2. Di era modern ini, dapat terlihat bahwa teori pemisahan kekuasaan yang
diungkapkan oleh Montesquieu lah yang diterima. Pasalnya, Montesquieu tidak
menggunggulkan posisi satu lembaga. Ketiga lembaga negara yang
menjalankan fungsi yang berbeda, yakni legislatif, eksekutif, dan yudikatif
bekerja secara terpisah dan melakukan kontrol satu dan lainnya dengan check
and balance.
3. Lembaga legislatif diharapkan dapat menghasilkan hukum dan kebijakan yang
sesuai dengan rakyat. Lembaga legislatif dengan klaim wakil rakyat akan
mengkoreksi kebijakan pemerintah. Lembaga eksekutif akan memperhatikan
rakyat sepenuhnya, karena jika tidak, rakyat tidak akan memilih
mereka.lembaga yudikatif pun diharapkan mandiri dan independen untuk
mengadili pelanggaran hukum yang terjadi.

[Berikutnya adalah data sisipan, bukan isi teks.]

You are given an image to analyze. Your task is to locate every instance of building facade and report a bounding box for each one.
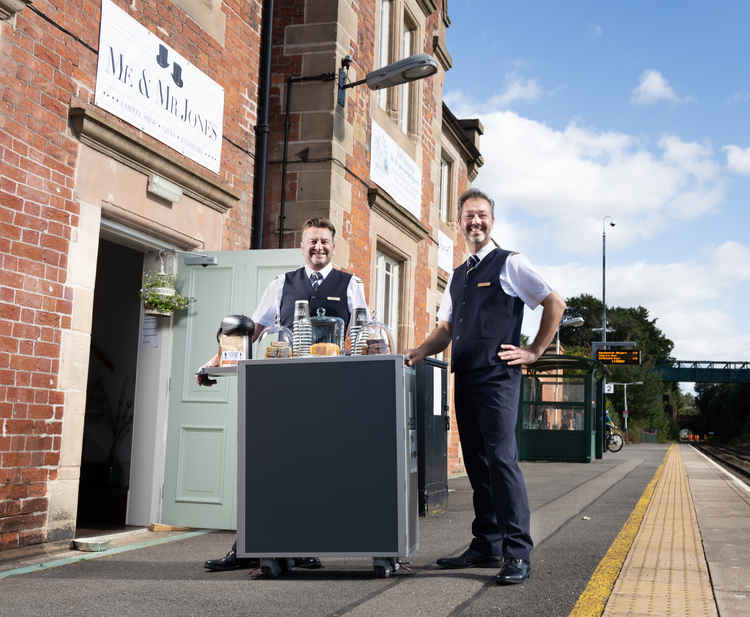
[0,0,482,548]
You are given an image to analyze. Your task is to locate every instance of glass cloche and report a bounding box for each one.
[258,317,292,358]
[310,307,344,356]
[352,312,395,356]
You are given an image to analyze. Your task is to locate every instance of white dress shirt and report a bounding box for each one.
[252,263,370,327]
[438,242,552,323]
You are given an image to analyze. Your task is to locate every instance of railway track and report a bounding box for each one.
[694,444,750,480]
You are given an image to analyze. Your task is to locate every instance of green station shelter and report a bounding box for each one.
[516,355,604,463]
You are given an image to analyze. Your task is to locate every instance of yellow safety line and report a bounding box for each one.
[568,444,674,617]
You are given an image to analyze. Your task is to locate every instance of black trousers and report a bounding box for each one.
[455,366,533,559]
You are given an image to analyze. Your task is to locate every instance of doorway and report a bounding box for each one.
[76,239,143,537]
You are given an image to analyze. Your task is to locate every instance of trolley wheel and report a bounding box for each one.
[607,433,625,452]
[260,558,289,578]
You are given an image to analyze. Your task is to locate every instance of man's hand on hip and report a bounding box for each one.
[497,345,539,366]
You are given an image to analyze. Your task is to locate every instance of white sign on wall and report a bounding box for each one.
[438,229,453,272]
[370,120,422,218]
[94,0,224,173]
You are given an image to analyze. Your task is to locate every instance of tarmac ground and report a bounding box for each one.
[0,444,750,617]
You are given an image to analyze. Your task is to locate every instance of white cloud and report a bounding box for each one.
[444,71,544,117]
[724,146,750,175]
[729,90,750,105]
[630,69,683,105]
[475,111,723,253]
[524,242,750,361]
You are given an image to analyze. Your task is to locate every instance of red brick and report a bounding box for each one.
[5,420,34,435]
[0,302,21,321]
[0,336,18,353]
[0,532,19,550]
[16,290,42,309]
[29,405,54,418]
[0,452,32,467]
[0,270,24,289]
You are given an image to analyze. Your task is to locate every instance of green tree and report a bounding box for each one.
[560,294,679,438]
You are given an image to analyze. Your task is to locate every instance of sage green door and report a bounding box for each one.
[162,249,303,529]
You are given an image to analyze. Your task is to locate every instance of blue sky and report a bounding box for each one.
[445,0,750,370]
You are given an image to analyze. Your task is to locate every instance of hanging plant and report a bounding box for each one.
[140,272,195,317]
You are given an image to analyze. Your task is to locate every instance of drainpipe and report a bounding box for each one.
[250,0,273,249]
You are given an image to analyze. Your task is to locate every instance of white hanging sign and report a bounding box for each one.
[370,120,422,218]
[94,0,224,173]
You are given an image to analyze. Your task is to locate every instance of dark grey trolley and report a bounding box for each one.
[209,355,419,578]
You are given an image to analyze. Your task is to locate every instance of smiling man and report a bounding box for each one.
[196,217,367,571]
[405,189,565,585]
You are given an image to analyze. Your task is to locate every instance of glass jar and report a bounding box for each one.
[346,308,369,356]
[258,318,293,359]
[352,312,395,356]
[309,307,344,356]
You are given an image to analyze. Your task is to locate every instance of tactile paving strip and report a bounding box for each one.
[603,448,718,617]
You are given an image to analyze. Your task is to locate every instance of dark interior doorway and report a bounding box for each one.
[76,240,143,537]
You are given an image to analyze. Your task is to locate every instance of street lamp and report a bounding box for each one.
[612,381,643,435]
[278,54,438,248]
[555,317,583,356]
[602,216,615,349]
[338,54,438,107]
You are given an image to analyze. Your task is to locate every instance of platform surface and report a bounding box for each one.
[0,444,750,617]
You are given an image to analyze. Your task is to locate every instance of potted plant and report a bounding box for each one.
[140,272,195,317]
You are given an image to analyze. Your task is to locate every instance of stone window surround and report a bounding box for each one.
[438,147,458,224]
[371,0,428,146]
[367,188,432,349]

4. Tetapi dalam penerapannya di Indonesia tidak berjalan seuai dengan yang
diharapkan, karena system KKN yang mendarah daging di Indonesia sehingga
diharuskannya menambah lembaga untuk mengontrol keadaan tersebut.
B. Saran
Pembagian kekuasaan merupakan hal yang bermanfaat bagi jalannya
pemerintahan yang lebih efektif dan lebih adil. Walaupun pemisahan kekuasaan secara
absolut sulit untuk dijalankan, pemerintah harus tetap bekerja keras untuk menjalankan
pemisahan kekuasaan yang ada. Indonesia harus menjalankan pemerintahan yang
bersih. Hal itu merupakan upaya pemerintah dalam menjamin tegaknya hak rakyat
dalam sebuah negara. Untuk mengawasi ketiga lembaga yang berfungsi secara terpisah
tersebut, maka pemerintahan harus giat melaksanakan check and balances sehingga
fungsi dan tujuan utama dari negara untuk memakmurkan rakyatnya dapat terwujud.
DAFTAR PUSTAKA

Budiardjo, Miriam. 2006. Dasar-Dasar Ilmu Politik. Jakarta : Gramedia.


Suhelmi, Ahmad. 2007. Pemikiran Politik Barat. Jakarta : Gramedia.
Ranadireksa, Hendarmin. 2007. Dinamika Konstitusi Indonesia. Bandung: Fokusmedia,
Pickles, Dorothy. 1991. Pengantar Ilmu Politik. Jakarta: Rineka Cipta.
M.S., Kaelan. 2003. Pendidikan Pancasila. Yogyakarta : Paradigma.